Legal Form and the End of Law
Legal Form and the End of Law
Following the 100th anniversary of Pashukanis' General Theory of Law and Marxism (1924), this volume aims to breathe new life into the main category of Pashukanian legacy, the concept of legal form.
This book offers new, deeper and more general, ways in which the concept of legal form can be used to push forward Marxist - post-Marxist or hauntingly Marxist - legal theory. Accordingly, this book does not pledge allegiance to reconstructing and reconsidering the official interpretative legacy of the legal form. Instead, it mobilises the revolutionary conceptual potentialities that this term contains.
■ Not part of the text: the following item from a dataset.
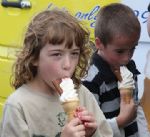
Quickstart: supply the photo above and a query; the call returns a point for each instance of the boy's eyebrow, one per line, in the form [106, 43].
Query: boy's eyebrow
[76, 49]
When investigated thoroughly, and in many dimensions, the legal form becomes a privileged vantage point not only into the greatest law-related riddles of Marxism (such as the relation between economy and the state or withering away of statal apparatuses), but the whole of modernity as the epoch determined by - if not overlapping with - capitalism. This book aims to think with the legal form rather than explain this concept. In so doing, it offers a panoply of theoretical perspectives that address legal subjectivity, abstraction, autonomy of the law and, last but not least, withering away of the law.
This contemporary interrogation of the relevance of the concept of legal form will be of considerable interest to scholars and students of legal and political theory.